Hérnia Inguinal: Classificação de Nyhus e Tratamento

HEDA - Hospital Estadual Dirceu Arcoverde (PI) — Prova 2022

Enunciado

Paciente masculino, com 55 anos, chega ao consultório com um abaulamento em região inguinal direita. Após exame físico, confirmou-se a hipótese de hérnia inguinal sem sinais de estrangulamento. Marque a alternativa CORRETA:

Alternativas

  1. A) Caso o achado cirúrgico seja de uma hérnia indireta com alargamento do anel interno e destruição da parede posterior, esse paciente terá um Nyhus IIIb.
  2. B) Paciente obrigatoriamente deverá fazer uma Tomografia para melhor avaliar o conteúdo herniário. 
  3. C) Sendo unilateral, o paciente não teria indicação para o tratamento videolaparoscópico.
  4. D) A técnica de correção de bassini é a mais utilizada atualmente por ser sem tensão.
  5. E) A hérnia inguinal indireta é mais comum em idosos com hipertrofia prostática.

Pérola Clínica

Nyhus IIIb: hérnia inguinal indireta com anel interno alargado + destruição da parede posterior.

Resumo-Chave

A classificação de Nyhus é fundamental para descrever as hérnias inguinais, guiando a escolha da técnica cirúrgica. A Nyhus IIIb é uma hérnia indireta complexa, caracterizada por um anel inguinal interno dilatado e comprometimento da parede posterior do canal inguinal, frequentemente necessitando de reparo com tela devido à fragilidade tecidual.

Contexto Educacional

A hérnia inguinal é uma condição comum na prática cirúrgica, caracterizada pela protrusão de conteúdo abdominal através de um defeito na parede abdominal na região inguinal. Sua etiologia pode ser congênita (hérnia indireta) ou adquirida (hérnia direta e femoral), e o diagnóstico é predominantemente clínico, baseado no exame físico. A compreensão da anatomia da região inguinal e dos diferentes tipos de hérnia é fundamental para o cirurgião. A classificação de Nyhus é uma das mais utilizadas para descrever as hérnias inguinais, fornecendo uma linguagem padronizada para comunicação e planejamento cirúrgico. Ela categoriza as hérnias em tipos I (indireta, anel normal), II (indireta, anel dilatado, parede posterior íntegra), III (defeito na parede posterior, subdividida em IIIa para direta, IIIb para indireta com destruição da parede posterior, e IIIc para femoral) e IV (recidivada). A Nyhus IIIb, especificamente, indica uma hérnia inguinal indireta com um anel interno alargado e comprometimento significativo da parede posterior, o que implica uma maior complexidade e, frequentemente, a necessidade de reforço com tela. O tratamento da hérnia inguinal é cirúrgico, e as técnicas evoluíram de reparos tensionados (como Bassini, Shouldice) para reparos sem tensão (como Lichtenstein, com uso de tela) e abordagens minimamente invasivas (videolaparoscopia TAPP e TEP). As técnicas sem tensão e laparoscópicas são preferidas atualmente devido à menor dor pós-operatória e menor taxa de recidiva. A escolha da técnica depende do tipo de hérnia (classificação de Nyhus), da experiência do cirurgião, das comorbidades do paciente e da presença de hérnia unilateral ou bilateral.

Perguntas Frequentes

Qual a diferença entre hérnia inguinal indireta e direta?

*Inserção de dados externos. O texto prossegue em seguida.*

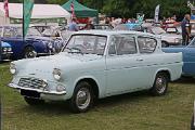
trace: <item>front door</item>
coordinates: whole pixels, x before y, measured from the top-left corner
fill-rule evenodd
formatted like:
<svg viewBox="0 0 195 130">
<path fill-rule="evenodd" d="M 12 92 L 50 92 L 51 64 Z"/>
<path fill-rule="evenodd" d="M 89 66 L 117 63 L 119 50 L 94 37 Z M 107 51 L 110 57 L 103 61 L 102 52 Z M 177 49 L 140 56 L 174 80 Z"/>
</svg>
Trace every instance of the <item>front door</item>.
<svg viewBox="0 0 195 130">
<path fill-rule="evenodd" d="M 113 36 L 106 58 L 106 94 L 120 94 L 138 89 L 141 62 L 133 36 Z"/>
</svg>

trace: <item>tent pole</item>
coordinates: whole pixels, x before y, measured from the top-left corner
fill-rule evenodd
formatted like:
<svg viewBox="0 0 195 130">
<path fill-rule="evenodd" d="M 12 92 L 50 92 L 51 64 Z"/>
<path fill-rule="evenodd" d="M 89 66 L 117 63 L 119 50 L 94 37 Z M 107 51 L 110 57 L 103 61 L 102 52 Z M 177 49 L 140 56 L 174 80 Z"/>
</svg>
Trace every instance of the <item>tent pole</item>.
<svg viewBox="0 0 195 130">
<path fill-rule="evenodd" d="M 23 41 L 25 40 L 25 28 L 24 28 L 24 0 L 23 0 Z"/>
</svg>

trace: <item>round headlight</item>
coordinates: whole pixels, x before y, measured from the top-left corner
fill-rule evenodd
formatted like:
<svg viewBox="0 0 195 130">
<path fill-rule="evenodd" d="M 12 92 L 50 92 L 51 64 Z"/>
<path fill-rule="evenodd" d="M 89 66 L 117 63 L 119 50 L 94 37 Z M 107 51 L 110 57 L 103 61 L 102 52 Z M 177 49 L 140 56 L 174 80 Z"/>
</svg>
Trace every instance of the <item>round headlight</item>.
<svg viewBox="0 0 195 130">
<path fill-rule="evenodd" d="M 10 73 L 13 75 L 16 74 L 16 67 L 15 67 L 15 64 L 13 63 L 10 64 Z"/>
<path fill-rule="evenodd" d="M 12 51 L 12 48 L 8 48 L 8 51 L 11 52 L 11 51 Z"/>
<path fill-rule="evenodd" d="M 3 52 L 6 52 L 8 51 L 8 49 L 6 48 L 3 48 Z"/>
<path fill-rule="evenodd" d="M 54 68 L 53 69 L 53 77 L 55 80 L 60 80 L 61 79 L 61 69 Z"/>
<path fill-rule="evenodd" d="M 58 86 L 56 87 L 56 91 L 57 91 L 57 92 L 63 92 L 63 91 L 66 91 L 66 88 L 65 88 L 64 86 L 62 86 L 62 84 L 58 84 Z"/>
</svg>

A hérnia inguinal indireta ocorre através do anel inguinal interno, lateral aos vasos epigástricos inferiores, e é congênita. A hérnia inguinal direta ocorre através da parede posterior do canal inguinal (triângulo de Hesselbach), medial aos vasos epigástricos inferiores, e é adquirida devido ao enfraquecimento da parede.

Como a classificação de Nyhus auxilia na conduta cirúrgica da hérnia inguinal?

A classificação de Nyhus categoriza as hérnias inguinais com base na localização do defeito e no estado do anel inguinal interno e da parede posterior. Essa classificação é crucial para o planejamento cirúrgico, pois diferentes tipos de hérnia podem se beneficiar de abordagens específicas (ex: reparo com ou sem tela, via aberta ou laparoscópica).

Quais são as vantagens do tratamento videolaparoscópico para hérnias inguinais?

O tratamento videolaparoscópico (TAPP ou TEP) oferece vantagens como menor dor pós-operatória, recuperação mais rápida, menor incidência de infecção de ferida e melhor resultado estético. É particularmente indicado para hérnias bilaterais, recidivadas ou em pacientes que desejam um retorno precoce às atividades, mas exige experiência do cirurgião.